Quel sentiment vous anime au sujet des données personnelles? Avant, c’était un mélange de colère, d’injustice et de menace. Là, je les regarde avec un œil d’entrepreneur. La donnée est une ressource: si on ne l’exploite pas, d’autres le feront à notre place.
Ces révélations ont-elles changé votre manière d’utiliser des plateformes ou des applications? Je suis obligé de continuer à me servir de WhatsApp. Mais je n’envoie plus de photos, car ce faisant, je donnerais accès à toute ma galerie. Aussi, si un membre de ma famille envoie des images, je ne peux pas les voir. C’est une façon pour l’application de mettre la pression pour que je lui ouvre l’accès à mes données. Or je fais attention aux permissions que je donne aux applications. Une grande partie de la population ne perçoit pas l’importance des données personnelles. C’est un échec de l’éducation, un échec sociétal. En Suisse, on cultive une grande rhétorique autour de l’autonomie, de l’indépendance. Or si un pays devrait être conscient de sa dépendance, c’est bien la Suisse. Au niveau de la couche numérique, nous vivons une situation de vassalité totale.

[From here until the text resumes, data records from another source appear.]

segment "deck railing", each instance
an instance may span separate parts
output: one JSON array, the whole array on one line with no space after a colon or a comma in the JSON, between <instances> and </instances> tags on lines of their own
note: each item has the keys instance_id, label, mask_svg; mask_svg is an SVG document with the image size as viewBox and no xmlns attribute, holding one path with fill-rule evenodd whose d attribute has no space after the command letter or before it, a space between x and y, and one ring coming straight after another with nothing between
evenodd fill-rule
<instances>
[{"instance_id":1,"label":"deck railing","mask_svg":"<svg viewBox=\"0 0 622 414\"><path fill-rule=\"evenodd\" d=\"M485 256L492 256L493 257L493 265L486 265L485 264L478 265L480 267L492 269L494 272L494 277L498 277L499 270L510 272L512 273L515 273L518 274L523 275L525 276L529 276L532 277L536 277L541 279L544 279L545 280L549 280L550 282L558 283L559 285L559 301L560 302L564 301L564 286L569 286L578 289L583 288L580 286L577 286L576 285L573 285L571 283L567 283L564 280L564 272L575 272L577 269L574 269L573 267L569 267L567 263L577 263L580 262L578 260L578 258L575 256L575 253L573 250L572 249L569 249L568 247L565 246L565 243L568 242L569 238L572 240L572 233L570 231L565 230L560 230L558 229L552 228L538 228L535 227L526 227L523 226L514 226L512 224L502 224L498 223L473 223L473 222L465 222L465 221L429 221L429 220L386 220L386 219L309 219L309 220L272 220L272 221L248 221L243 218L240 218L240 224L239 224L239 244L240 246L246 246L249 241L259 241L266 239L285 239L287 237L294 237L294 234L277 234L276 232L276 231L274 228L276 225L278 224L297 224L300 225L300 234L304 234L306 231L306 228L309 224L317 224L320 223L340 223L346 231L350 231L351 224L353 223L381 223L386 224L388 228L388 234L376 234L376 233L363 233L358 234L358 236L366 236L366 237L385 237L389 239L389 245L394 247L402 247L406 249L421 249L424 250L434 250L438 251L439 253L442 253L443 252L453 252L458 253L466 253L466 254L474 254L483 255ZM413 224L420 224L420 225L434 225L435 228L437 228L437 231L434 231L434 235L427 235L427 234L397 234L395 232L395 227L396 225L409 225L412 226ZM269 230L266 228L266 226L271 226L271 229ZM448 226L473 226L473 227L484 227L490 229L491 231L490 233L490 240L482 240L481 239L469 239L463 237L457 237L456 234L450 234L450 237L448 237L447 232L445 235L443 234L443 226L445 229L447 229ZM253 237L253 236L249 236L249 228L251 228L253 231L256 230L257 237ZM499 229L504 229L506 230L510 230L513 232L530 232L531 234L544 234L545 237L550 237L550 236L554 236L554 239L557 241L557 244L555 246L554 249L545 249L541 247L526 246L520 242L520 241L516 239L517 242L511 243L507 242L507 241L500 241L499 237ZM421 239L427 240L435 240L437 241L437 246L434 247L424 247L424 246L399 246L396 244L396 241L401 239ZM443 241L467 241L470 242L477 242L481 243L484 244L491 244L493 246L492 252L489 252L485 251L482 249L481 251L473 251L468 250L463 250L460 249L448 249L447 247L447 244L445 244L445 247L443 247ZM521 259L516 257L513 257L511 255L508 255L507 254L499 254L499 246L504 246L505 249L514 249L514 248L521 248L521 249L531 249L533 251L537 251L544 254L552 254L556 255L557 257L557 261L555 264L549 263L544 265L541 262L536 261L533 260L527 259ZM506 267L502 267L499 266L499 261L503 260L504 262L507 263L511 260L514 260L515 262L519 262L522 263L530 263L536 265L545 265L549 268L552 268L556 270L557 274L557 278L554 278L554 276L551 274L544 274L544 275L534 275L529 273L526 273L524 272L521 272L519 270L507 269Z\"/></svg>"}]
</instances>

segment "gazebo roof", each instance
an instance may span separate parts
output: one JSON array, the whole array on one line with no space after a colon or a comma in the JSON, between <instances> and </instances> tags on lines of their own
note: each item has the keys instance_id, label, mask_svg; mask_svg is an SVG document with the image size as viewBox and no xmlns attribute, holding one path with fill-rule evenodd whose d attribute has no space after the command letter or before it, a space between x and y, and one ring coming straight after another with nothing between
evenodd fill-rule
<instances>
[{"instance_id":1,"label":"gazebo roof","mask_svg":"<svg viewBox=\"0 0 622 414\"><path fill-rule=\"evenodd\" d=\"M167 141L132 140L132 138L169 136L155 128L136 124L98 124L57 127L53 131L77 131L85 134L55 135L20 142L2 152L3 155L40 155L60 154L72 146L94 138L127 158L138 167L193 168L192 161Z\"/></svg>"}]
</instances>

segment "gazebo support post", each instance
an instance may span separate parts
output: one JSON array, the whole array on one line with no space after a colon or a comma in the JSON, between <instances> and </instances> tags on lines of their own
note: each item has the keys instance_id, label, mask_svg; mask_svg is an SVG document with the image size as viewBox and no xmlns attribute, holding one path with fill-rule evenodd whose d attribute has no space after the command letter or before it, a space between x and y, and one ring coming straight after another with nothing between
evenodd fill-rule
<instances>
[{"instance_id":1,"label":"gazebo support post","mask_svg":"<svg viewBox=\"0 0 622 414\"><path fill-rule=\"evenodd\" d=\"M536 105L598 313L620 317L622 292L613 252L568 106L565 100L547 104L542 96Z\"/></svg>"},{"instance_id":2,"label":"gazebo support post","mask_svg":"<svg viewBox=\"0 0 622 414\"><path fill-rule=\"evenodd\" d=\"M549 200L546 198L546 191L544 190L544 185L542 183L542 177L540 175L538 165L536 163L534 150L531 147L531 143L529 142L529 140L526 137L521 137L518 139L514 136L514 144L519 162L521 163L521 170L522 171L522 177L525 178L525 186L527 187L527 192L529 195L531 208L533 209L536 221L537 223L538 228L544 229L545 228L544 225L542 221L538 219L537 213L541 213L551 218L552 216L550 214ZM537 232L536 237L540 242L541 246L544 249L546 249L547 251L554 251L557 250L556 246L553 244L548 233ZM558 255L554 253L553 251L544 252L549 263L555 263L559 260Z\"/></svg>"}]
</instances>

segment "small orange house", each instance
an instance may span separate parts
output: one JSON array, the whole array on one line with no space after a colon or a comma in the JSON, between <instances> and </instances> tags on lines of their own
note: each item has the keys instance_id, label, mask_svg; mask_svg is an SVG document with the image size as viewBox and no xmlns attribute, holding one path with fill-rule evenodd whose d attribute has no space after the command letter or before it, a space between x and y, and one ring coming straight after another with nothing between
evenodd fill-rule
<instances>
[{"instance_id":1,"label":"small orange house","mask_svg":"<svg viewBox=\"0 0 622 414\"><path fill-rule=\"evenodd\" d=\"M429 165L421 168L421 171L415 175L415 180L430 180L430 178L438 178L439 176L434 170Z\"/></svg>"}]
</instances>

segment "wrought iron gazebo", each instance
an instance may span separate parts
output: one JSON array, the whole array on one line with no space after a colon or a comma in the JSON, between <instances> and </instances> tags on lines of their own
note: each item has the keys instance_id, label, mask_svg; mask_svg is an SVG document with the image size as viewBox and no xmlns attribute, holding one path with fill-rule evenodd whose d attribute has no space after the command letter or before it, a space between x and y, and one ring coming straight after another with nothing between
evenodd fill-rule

Quelqu’un a dit que «les données sont des armes de guerre». Utilisées comme telles, oui, ces infimes traces dont personne ne se soucie peuvent tuer. Cela a été le cas au début de la guerre en Ukraine. Des pilotes de drones chargés d’effectuer des repérages et de cartographier des zones ont été victimes de tirs et tués. Il s’est avéré que ces drones commerciaux, aux composants et puces chinois, ont permis une géolocalisation précise de leurs utilisateurs sur le terrain.